Tuesday, October 28, 2008

Fundamental problems


The economy is in disarray. By any measure, this has been the worst year for the economy that most living Americans have experienced and it has not ended. While the government is trying to resuscitate the banking system, Whirlpool today announced that they were cutting ~5000 jobs because their products, the necessities of a good kitchen, just are not selling.

I will try to expand on this as part of my argument that Greens should be making the most of this situation, but are not. Click Read more! to get rest of the info.


It is easy, as Obama is wont to do, to blame this all on George W. Bush and the Republican Administration. McCain's running a messy campaign makes that easier. There is a connection between the current Republican administration and Congress, the raft of Grover Norquist funded libertarian leaning think tanks in Washington and the general idea that the market is more effective than government in creating what is good and the regulation only stands in the way of prosperity forever. Even Alan Greenspan operated on that premise from the time he first read Ayn Rand until the last couple of weeks.

Buried in this is the fact that Wall Street and the banking system had been turned into a bucket shop looking a lot like a NY OTB betting parlor. They would play a 'futures' game betting on the future price of a stock without actually owning it. By the early 1920's there were outlawed. This was just plain gambling and both state and federal laws prevented it until the year 2000. In that year, the Federal law was changed to allow what we have all heard of as credit default swaps.

Some explanations that I have heard of credit default swaps compares them to buying an insurance policy against losing your money. However, there was no regulation and you did not actually have to own the obligation (in this case mortgages) in order to get the insurance. That is rather like buying and selling insurance on your neighbor's house. Now, when the prices fell, everyone wanted to collect their money but it wasn't there to be collected. We now know why our grandfathers outlawed the practice.

As early as April of this year, the word was out. This should not have been a surprise.
The sacrosanct free market would supposedly regulate itself. The problem with that approach is that regulations are just rules. If there are no rules, the players can cheat; and cheat they have, with a gambler's addiction. In December 2007, the Bank for International Settlements reported derivative trades tallying in at $681 trillion - ten times the gross domestic product of all the countries in the world combined. Somebody is obviously bluffing about the money being brought to the game, and that realization has made for some very jittery markets.


So, we blame everything on Bush when this practice was signed in Federal law by Bill Clinton and he is no Republican. Better yet, the Federal law stipulated that no state could regulate the practice either.

Where does this have to do with Greens? It would seem to be a great time to go forward with an alternative. We know the problems, we should be telling everyone what will get us out of the mess, but we are not. We are not even making much of an effort to do so.

Greens have never come to any agreement on a set of fiscal policies. There Greens who are socialist, communists, anarchists or just generally convinced that big corporations are inherently evil. We need to be really clear about the alternative.

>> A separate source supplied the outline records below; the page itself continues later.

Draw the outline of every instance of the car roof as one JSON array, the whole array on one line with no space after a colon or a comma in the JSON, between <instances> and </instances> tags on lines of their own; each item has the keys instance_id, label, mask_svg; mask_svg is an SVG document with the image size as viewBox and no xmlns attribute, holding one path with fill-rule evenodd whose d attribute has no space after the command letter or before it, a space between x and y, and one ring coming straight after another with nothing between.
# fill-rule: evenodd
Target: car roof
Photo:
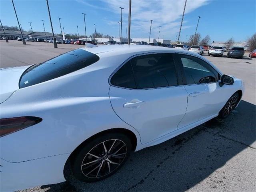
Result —
<instances>
[{"instance_id":1,"label":"car roof","mask_svg":"<svg viewBox=\"0 0 256 192\"><path fill-rule=\"evenodd\" d=\"M146 45L101 45L88 48L80 48L94 54L99 54L106 52L112 52L112 54L116 53L120 54L134 53L138 52L177 52L176 49L160 46L152 46Z\"/></svg>"}]
</instances>

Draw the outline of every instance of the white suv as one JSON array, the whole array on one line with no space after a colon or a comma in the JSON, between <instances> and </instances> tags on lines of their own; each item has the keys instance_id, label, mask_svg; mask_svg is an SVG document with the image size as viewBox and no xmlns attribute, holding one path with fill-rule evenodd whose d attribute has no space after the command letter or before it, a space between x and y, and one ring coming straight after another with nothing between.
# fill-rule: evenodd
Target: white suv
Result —
<instances>
[{"instance_id":1,"label":"white suv","mask_svg":"<svg viewBox=\"0 0 256 192\"><path fill-rule=\"evenodd\" d=\"M195 53L198 53L202 55L204 53L204 48L200 45L193 45L188 50L189 51L192 51Z\"/></svg>"},{"instance_id":2,"label":"white suv","mask_svg":"<svg viewBox=\"0 0 256 192\"><path fill-rule=\"evenodd\" d=\"M214 46L208 51L208 55L218 55L222 56L224 52L224 49L222 46Z\"/></svg>"},{"instance_id":3,"label":"white suv","mask_svg":"<svg viewBox=\"0 0 256 192\"><path fill-rule=\"evenodd\" d=\"M188 47L186 45L179 44L177 45L174 48L176 49L183 49L184 50L188 50Z\"/></svg>"}]
</instances>

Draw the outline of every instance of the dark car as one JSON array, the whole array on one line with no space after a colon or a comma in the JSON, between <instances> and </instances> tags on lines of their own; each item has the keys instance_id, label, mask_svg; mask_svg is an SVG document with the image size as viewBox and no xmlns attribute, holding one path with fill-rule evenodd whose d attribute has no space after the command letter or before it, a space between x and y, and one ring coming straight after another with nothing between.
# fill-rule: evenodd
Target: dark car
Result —
<instances>
[{"instance_id":1,"label":"dark car","mask_svg":"<svg viewBox=\"0 0 256 192\"><path fill-rule=\"evenodd\" d=\"M231 57L237 57L242 59L244 54L244 49L243 47L233 47L229 49L227 54L228 58Z\"/></svg>"},{"instance_id":2,"label":"dark car","mask_svg":"<svg viewBox=\"0 0 256 192\"><path fill-rule=\"evenodd\" d=\"M36 41L38 42L44 42L44 39L42 39L42 38L38 38L36 40Z\"/></svg>"}]
</instances>

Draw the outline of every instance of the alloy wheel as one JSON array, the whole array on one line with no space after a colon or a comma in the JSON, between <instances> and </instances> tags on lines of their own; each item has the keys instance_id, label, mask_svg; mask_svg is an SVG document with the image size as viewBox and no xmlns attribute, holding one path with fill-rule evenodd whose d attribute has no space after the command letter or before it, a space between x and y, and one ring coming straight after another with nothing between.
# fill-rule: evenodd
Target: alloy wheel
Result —
<instances>
[{"instance_id":1,"label":"alloy wheel","mask_svg":"<svg viewBox=\"0 0 256 192\"><path fill-rule=\"evenodd\" d=\"M116 170L127 153L122 141L111 139L94 147L85 156L81 165L83 174L91 178L104 176Z\"/></svg>"},{"instance_id":2,"label":"alloy wheel","mask_svg":"<svg viewBox=\"0 0 256 192\"><path fill-rule=\"evenodd\" d=\"M224 117L227 116L236 107L238 101L238 97L236 95L234 95L228 101L226 104L223 111Z\"/></svg>"}]
</instances>

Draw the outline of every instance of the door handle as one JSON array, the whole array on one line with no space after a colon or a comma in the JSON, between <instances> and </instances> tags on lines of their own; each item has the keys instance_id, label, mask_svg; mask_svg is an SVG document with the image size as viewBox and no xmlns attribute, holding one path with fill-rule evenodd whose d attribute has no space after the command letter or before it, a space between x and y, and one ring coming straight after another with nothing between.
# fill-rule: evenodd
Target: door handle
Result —
<instances>
[{"instance_id":1,"label":"door handle","mask_svg":"<svg viewBox=\"0 0 256 192\"><path fill-rule=\"evenodd\" d=\"M138 108L140 106L144 103L144 102L140 101L137 102L126 103L124 104L124 108L129 108L131 107L132 108Z\"/></svg>"},{"instance_id":2,"label":"door handle","mask_svg":"<svg viewBox=\"0 0 256 192\"><path fill-rule=\"evenodd\" d=\"M201 94L202 94L202 93L201 92L194 92L190 93L189 94L189 96L190 97L195 97L198 95L201 95Z\"/></svg>"}]
</instances>

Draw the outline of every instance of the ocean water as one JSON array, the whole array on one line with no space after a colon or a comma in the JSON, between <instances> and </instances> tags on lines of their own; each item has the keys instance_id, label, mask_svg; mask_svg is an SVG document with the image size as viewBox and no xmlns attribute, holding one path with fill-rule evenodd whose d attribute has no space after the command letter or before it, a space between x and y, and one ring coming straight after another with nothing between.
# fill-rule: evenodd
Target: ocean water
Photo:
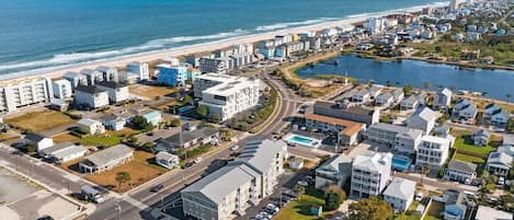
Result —
<instances>
[{"instance_id":1,"label":"ocean water","mask_svg":"<svg viewBox=\"0 0 514 220\"><path fill-rule=\"evenodd\" d=\"M0 0L0 73L317 24L434 0Z\"/></svg>"}]
</instances>

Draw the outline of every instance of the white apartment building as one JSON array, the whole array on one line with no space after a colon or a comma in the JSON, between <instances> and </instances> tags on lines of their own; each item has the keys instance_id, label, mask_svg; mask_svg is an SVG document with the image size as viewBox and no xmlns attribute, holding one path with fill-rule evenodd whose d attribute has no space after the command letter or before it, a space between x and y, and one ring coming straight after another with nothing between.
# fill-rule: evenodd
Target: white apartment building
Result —
<instances>
[{"instance_id":1,"label":"white apartment building","mask_svg":"<svg viewBox=\"0 0 514 220\"><path fill-rule=\"evenodd\" d=\"M150 79L150 68L148 62L132 61L128 62L127 72L133 72L139 76L138 80L148 80Z\"/></svg>"},{"instance_id":2,"label":"white apartment building","mask_svg":"<svg viewBox=\"0 0 514 220\"><path fill-rule=\"evenodd\" d=\"M75 102L84 107L99 108L108 105L108 94L100 88L79 85L75 89Z\"/></svg>"},{"instance_id":3,"label":"white apartment building","mask_svg":"<svg viewBox=\"0 0 514 220\"><path fill-rule=\"evenodd\" d=\"M37 103L47 103L53 99L52 80L48 78L0 82L0 114Z\"/></svg>"},{"instance_id":4,"label":"white apartment building","mask_svg":"<svg viewBox=\"0 0 514 220\"><path fill-rule=\"evenodd\" d=\"M108 94L108 101L112 103L125 102L129 97L128 85L114 81L98 82L96 86Z\"/></svg>"},{"instance_id":5,"label":"white apartment building","mask_svg":"<svg viewBox=\"0 0 514 220\"><path fill-rule=\"evenodd\" d=\"M384 192L384 200L396 210L407 211L414 200L415 183L395 177Z\"/></svg>"},{"instance_id":6,"label":"white apartment building","mask_svg":"<svg viewBox=\"0 0 514 220\"><path fill-rule=\"evenodd\" d=\"M53 81L52 88L54 89L54 97L57 99L69 99L73 94L71 83L68 80Z\"/></svg>"},{"instance_id":7,"label":"white apartment building","mask_svg":"<svg viewBox=\"0 0 514 220\"><path fill-rule=\"evenodd\" d=\"M357 155L352 164L350 194L359 198L378 196L391 177L392 153Z\"/></svg>"},{"instance_id":8,"label":"white apartment building","mask_svg":"<svg viewBox=\"0 0 514 220\"><path fill-rule=\"evenodd\" d=\"M228 220L243 215L272 194L286 158L282 140L249 142L236 161L181 192L184 216Z\"/></svg>"},{"instance_id":9,"label":"white apartment building","mask_svg":"<svg viewBox=\"0 0 514 220\"><path fill-rule=\"evenodd\" d=\"M249 109L259 103L260 80L208 73L197 77L194 94L202 97L199 105L209 108L209 115L219 114L221 120Z\"/></svg>"},{"instance_id":10,"label":"white apartment building","mask_svg":"<svg viewBox=\"0 0 514 220\"><path fill-rule=\"evenodd\" d=\"M423 136L418 147L416 165L441 166L448 158L449 140L435 136Z\"/></svg>"}]
</instances>

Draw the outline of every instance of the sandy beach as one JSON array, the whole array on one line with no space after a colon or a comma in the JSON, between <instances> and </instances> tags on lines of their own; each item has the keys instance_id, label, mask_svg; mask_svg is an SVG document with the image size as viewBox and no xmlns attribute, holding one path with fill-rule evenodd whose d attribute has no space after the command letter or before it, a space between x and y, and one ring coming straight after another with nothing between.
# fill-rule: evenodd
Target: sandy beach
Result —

We need to understand just what we mean by a Green Economy. It is not just, as Van Jones or Thomas Friedman (God, I hate put them in the same box) would have us believe: an economy based on global warming and energy, though that is part of it.

Even Ralph Nader comes off as being only an activist against some vaguely evil corporate state. His CounterPunch OpEd on the bailout outlines some steps to a remedy, but there are NOT based on any idea of what a Green Economics would really look like. It is only tweaking a broken system with any systemic modification. Still, that is more than I have seen from our leadership.

Republican have a Free Market ideology with a little bit of policing. Democrats have a different public ideology, but it looks a lot like the Republicans, only with more policing because they know that the Republicans are evil. Greens have no common understanding of either economic or fiscal policy and, for that reason, are not able to take advantage of the current turmoil to advance our cause.

Just look at the various committees that we have in the national party. None of them deal with economic or fiscal policies.